Rheinische Mundart gibt’s in „Janosch – Komm wir finden einen Schatz!“ leider nicht mehr, werden die Figuren doch von Symphatieträgern wie Michael Schanze (dessen tiefe Stimme sich anhört, als wäre er zwischenzeitlich in einen zweiten Stimmbruch gekommen), Elton oder Malte Arkona, einem KIKA-Moderator, gesprochen, und überhaupt merkwürdig ist, wie, seitdem Janoschs „Tiger und Bär“-Geschichten für das Kino adaptiert werden, das typisch Janoschsche daraus eher verbannt wird, so als wäre die Janosch-Phänomenologie, die Eigenwilligkeit seines Striches und seiner Sprache plötzlich nicht mehr kindgerecht oder zumindest nicht kinderkinokompatibel. Schon in der ersten Kinoadaption eines Janosch-Stoffes für die Leinwand, in „Oh, wie schön ist Panama“, fielen die Glätte und Rundheit der beiden Protagonisten Tiger und Bär unangenehm auf, doch vor allem waren sie ihrer Sprache und somit ihrer charakterlichen Eigenarten beraubt, und so der beiden Merkmale, die Janoschs Geschichten doch erst ausmachen.
Dieses zweifelhafte Verfahren der Verflachung wird nun leider auch (nach der 'Tigerentenbande', 2011) in der dritten Kinoaufbereitung fortgesetzt. Sowohl Tiger als auch Bär sehen aus wie rundköpfige Teddybären, also langweilig, und die dritte Hauptfigur, Jochen Gummibär, hat nichts mehr gemein mit seinem literarisch-grafischen Original: Wo jener klein wie ein Gummibär und zugleich mutig wie ein Löwe war, ist dieser hier groß und ängstlich darum bemüht, Freunde zu finden, also eher eine Allerweltsfigur …

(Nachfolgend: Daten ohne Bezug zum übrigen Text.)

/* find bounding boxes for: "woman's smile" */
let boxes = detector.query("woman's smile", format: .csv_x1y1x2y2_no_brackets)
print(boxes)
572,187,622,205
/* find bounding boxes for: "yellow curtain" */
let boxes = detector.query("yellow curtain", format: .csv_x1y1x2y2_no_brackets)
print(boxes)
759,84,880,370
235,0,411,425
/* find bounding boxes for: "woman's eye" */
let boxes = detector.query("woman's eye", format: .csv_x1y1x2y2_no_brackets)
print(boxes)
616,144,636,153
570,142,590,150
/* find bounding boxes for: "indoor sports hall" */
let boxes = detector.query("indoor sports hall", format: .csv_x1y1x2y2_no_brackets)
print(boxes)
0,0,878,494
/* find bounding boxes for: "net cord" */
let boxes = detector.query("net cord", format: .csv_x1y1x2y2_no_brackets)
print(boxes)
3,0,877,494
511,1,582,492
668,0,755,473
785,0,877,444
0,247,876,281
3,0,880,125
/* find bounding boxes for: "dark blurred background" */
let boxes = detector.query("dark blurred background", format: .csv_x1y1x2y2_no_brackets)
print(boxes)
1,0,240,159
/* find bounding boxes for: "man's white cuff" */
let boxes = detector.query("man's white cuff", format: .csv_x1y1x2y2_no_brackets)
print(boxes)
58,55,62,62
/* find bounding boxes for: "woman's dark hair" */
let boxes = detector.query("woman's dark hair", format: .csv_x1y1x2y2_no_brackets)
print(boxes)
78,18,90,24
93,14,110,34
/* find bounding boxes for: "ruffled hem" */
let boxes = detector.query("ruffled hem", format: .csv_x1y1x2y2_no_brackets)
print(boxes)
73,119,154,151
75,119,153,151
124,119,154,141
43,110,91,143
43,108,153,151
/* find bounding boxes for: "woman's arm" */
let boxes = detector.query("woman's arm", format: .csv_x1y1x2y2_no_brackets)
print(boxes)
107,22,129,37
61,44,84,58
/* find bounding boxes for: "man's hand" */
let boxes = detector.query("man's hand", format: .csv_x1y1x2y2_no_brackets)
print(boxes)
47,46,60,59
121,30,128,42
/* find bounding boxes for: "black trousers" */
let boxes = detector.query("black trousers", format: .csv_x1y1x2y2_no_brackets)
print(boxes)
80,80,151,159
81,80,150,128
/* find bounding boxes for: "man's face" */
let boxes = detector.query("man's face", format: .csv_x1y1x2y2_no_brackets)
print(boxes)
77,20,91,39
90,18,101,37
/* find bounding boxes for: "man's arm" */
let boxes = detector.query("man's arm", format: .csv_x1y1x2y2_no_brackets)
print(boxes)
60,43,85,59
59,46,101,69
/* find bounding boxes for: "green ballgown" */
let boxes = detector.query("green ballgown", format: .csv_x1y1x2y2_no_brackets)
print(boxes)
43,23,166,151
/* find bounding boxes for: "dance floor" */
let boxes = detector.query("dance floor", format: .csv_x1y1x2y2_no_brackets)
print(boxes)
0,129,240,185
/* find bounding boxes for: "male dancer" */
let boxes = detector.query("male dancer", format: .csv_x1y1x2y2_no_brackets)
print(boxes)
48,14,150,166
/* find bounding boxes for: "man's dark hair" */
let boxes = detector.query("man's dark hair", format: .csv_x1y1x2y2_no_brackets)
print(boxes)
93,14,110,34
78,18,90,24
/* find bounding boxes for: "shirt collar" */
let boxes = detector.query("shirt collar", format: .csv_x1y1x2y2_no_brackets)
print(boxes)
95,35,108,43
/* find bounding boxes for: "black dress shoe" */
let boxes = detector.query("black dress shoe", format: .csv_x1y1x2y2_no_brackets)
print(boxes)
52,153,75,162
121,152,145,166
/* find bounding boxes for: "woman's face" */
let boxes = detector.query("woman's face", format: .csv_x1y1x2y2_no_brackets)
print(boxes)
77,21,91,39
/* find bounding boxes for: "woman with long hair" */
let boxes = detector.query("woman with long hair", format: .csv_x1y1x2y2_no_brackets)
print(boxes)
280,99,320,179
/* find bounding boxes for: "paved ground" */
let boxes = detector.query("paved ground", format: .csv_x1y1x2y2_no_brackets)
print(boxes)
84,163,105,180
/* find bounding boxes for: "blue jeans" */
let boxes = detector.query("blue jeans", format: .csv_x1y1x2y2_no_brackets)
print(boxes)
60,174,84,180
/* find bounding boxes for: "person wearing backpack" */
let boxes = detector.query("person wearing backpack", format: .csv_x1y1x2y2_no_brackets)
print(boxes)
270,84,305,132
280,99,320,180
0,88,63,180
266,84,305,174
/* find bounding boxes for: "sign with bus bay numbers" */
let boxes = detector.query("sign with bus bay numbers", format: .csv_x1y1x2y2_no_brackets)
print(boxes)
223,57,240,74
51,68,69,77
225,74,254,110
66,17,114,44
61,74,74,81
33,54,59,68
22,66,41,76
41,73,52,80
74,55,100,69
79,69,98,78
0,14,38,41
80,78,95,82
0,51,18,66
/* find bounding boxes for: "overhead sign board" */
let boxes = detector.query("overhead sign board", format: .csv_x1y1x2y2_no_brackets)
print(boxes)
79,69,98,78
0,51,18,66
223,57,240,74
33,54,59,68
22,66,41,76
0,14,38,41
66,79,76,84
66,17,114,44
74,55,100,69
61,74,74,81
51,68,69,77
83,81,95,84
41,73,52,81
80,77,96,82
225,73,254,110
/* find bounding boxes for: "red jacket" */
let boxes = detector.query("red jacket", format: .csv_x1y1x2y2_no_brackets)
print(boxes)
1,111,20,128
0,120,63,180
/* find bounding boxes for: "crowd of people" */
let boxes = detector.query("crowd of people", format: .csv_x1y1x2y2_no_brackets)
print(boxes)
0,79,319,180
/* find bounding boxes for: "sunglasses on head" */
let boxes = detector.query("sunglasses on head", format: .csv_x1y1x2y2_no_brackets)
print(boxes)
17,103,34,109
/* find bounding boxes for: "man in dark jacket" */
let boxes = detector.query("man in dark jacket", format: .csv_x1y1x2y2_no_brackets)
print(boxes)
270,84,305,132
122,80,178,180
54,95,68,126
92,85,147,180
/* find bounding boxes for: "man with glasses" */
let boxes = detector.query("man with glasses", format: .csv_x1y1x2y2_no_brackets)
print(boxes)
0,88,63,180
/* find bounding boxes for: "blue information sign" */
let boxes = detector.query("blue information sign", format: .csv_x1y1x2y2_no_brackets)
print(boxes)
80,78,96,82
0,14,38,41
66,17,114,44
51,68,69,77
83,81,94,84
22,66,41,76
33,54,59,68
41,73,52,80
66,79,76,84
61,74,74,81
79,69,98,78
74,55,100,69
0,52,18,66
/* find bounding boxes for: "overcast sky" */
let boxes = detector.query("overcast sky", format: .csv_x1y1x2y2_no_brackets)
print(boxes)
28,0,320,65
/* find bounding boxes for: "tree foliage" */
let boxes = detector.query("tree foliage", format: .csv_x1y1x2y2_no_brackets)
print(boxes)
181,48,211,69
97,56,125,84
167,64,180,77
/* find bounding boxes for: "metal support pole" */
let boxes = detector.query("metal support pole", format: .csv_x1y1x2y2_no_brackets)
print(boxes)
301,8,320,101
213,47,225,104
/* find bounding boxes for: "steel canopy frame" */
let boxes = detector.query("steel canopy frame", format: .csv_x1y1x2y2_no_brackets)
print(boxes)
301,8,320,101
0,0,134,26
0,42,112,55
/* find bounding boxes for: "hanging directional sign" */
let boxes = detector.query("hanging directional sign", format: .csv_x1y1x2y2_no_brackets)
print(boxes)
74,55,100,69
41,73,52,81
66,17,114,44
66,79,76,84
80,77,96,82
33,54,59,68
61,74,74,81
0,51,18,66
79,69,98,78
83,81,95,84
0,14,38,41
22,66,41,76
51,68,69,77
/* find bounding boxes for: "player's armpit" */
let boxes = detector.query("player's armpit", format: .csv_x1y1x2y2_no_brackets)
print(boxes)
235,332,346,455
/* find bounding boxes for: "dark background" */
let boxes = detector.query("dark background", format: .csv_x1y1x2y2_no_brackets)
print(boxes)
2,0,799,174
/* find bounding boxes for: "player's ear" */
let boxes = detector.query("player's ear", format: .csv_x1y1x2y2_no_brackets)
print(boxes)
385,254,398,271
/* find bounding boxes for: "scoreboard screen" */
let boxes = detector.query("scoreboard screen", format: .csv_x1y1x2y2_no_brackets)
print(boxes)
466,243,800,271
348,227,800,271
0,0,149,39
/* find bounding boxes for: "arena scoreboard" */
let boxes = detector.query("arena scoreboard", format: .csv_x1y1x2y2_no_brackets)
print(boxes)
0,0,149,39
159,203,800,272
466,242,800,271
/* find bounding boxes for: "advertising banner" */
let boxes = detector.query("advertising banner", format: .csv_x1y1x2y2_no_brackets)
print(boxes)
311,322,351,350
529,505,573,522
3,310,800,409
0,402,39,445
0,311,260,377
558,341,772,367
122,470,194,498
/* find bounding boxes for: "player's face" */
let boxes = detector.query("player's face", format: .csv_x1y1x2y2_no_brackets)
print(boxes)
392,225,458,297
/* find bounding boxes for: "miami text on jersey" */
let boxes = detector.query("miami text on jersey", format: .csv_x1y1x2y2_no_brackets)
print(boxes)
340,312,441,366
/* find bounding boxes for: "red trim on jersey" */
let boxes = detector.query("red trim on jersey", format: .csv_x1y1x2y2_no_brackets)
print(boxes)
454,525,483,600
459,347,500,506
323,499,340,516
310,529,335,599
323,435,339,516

Besonders auffällig ist die Langsamkeit der Inszenierung, jedenfalls wenn vorher ein Trailer von „Ice Age 4“ über die Leinwand donnerte, aber im Prinzip spricht dieses wohl eher für eine gelungene Zielgruppenorientierung. Die Zielgruppe selbst (hier Tochter, 5 Jahre) jedenfalls findet den Film „schön, vor allem, weil alle am Schluss Freunde geworden sind. Blöde an der Geschichte war, dass der Kater (GoKatz) so blöd war, außerdem hat er behauptet, er könne zaubern, obwohl er einen Magneten benutzt hat, um die Nadel im Heuhaufen zu finden.“
Wir bilanzieren: „Janosch – Komm, wir finden einen Schatz“ ist gemäßigt actionreich, transportiert eine humanistische Message („Der größte Schatz ist die Freundschaft“), ist insofern, wie deklariert, für Kinder ohne Altersbeschränkung geeignet, aber insofern für Erwachsene (und insgesamt und im Vergleich zu den Büchern sicherlich auch für Kinder pädagogische Mangelware) eher langweilig, weil der Eigensinn aus Sprache und Zeichnung getilgt ist: ein geglätteter Janosch ohne Janosch-Charme.